Há quatro anos atrás, a medicina homeopática saudou
com entusiasmo (e um certo sabor de vingança) os resultados de experimentos
feitos por um biólogo chamado Jacques Benveniste (1),
do INSERM, uma prestigiosa instituição de pesquisa francesa,
e cuja publicação foi aceita pela rigorosissima revista científica
"Nature". Benveniste usou soro contra imunoglobulina diluido
enormemente (30X), e disse ter comprovado um efeito imunobiológico
(sobre células brancas do sangue), em comparação com
os grupos controle. Os revisores do trabalho consideraram sua metodologia
absolutamente correta e científica, e autorizaram a publicação.
Benveniste propôs como hipótese para seus resultados uma "memória"
do medicamento ativo, mantida pela água. No entanto, frente a um
clamor mundial de indignação dos cientistas médicos,
uma comissão foi até o laboratório de Benveniste estudar
seus métodos, e descobriu diversas irregularidades. Mais ainda,
nenhum cientista, em nenhum lugar do mundo, usando os mesmos métodos,
drogas e animais, conseguiu reproduzir os seus resultados, o que foi fatal
para sua carreira.
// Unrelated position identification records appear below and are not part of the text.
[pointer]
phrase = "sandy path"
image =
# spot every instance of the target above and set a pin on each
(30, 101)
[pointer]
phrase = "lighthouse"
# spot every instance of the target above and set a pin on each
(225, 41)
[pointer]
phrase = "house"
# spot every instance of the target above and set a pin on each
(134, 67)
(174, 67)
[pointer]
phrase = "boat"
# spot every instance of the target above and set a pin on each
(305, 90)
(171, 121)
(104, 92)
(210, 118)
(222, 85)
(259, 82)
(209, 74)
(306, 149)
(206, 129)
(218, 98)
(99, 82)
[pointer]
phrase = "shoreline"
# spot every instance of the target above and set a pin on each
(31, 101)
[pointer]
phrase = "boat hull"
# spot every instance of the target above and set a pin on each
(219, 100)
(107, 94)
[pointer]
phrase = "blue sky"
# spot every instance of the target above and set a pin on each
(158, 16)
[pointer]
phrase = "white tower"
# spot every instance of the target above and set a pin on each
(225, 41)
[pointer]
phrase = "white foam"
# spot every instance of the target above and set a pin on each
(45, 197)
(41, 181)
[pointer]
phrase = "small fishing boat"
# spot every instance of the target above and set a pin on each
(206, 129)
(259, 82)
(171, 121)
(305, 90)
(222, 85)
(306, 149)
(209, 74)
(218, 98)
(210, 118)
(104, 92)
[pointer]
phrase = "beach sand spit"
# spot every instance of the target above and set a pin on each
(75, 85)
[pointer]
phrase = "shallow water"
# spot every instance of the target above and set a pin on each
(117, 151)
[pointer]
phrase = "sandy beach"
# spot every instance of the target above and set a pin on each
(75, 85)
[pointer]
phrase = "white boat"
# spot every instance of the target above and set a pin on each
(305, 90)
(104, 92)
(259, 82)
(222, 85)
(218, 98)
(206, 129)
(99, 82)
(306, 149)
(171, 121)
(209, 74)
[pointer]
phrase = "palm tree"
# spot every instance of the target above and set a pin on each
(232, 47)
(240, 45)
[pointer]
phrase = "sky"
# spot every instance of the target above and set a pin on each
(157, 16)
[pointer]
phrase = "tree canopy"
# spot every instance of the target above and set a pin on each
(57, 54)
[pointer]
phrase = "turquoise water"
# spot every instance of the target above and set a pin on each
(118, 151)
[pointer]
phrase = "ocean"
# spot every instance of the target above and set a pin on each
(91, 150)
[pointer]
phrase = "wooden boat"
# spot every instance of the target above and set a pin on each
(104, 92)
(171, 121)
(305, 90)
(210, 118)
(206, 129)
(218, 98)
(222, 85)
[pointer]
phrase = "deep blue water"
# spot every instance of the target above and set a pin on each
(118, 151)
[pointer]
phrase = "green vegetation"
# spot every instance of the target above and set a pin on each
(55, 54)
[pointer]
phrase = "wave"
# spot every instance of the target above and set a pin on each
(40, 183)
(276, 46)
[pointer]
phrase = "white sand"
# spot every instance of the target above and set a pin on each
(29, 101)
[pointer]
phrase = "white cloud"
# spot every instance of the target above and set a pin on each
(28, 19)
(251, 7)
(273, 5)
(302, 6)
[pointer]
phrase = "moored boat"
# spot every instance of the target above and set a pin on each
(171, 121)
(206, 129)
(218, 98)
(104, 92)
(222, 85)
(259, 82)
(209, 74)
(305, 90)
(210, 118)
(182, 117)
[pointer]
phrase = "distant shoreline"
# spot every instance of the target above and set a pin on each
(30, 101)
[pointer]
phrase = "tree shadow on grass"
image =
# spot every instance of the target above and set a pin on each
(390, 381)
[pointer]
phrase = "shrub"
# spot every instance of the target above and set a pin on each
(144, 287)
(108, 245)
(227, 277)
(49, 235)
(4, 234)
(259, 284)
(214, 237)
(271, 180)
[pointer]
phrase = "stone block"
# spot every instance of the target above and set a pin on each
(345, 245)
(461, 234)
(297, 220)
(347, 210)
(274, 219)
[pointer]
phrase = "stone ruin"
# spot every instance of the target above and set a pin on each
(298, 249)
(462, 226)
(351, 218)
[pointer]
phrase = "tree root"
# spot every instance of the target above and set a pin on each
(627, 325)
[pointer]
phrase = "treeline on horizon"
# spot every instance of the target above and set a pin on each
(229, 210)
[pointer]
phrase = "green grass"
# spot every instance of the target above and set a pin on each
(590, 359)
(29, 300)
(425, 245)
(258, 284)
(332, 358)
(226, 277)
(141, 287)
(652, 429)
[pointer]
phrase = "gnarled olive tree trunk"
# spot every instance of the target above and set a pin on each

A medicina homeopática, no entanto, continua
a citar seus resultados como prova científica dos seus princípios
terapêuticos.
Soube recentemente que Benveniste fundou um instituto dedicado a pesquisar a tal "memória" da água. Ele chegou a afirmar que conseguiu transmitir o efeito terapêutico homeopático através do correio eletrônico !! Vou deixar as conclusões para os leitores...
1 - Davenas, E. et aI. "Human basophil degranulation
triggered by very dilute antiserum against IgE" Nature 1988; 333:
816-818
Para Saber Mais: A Homeopatia Funciona ?
Publicado em: Jornal Correio Popular, Campinas,.19/11/97.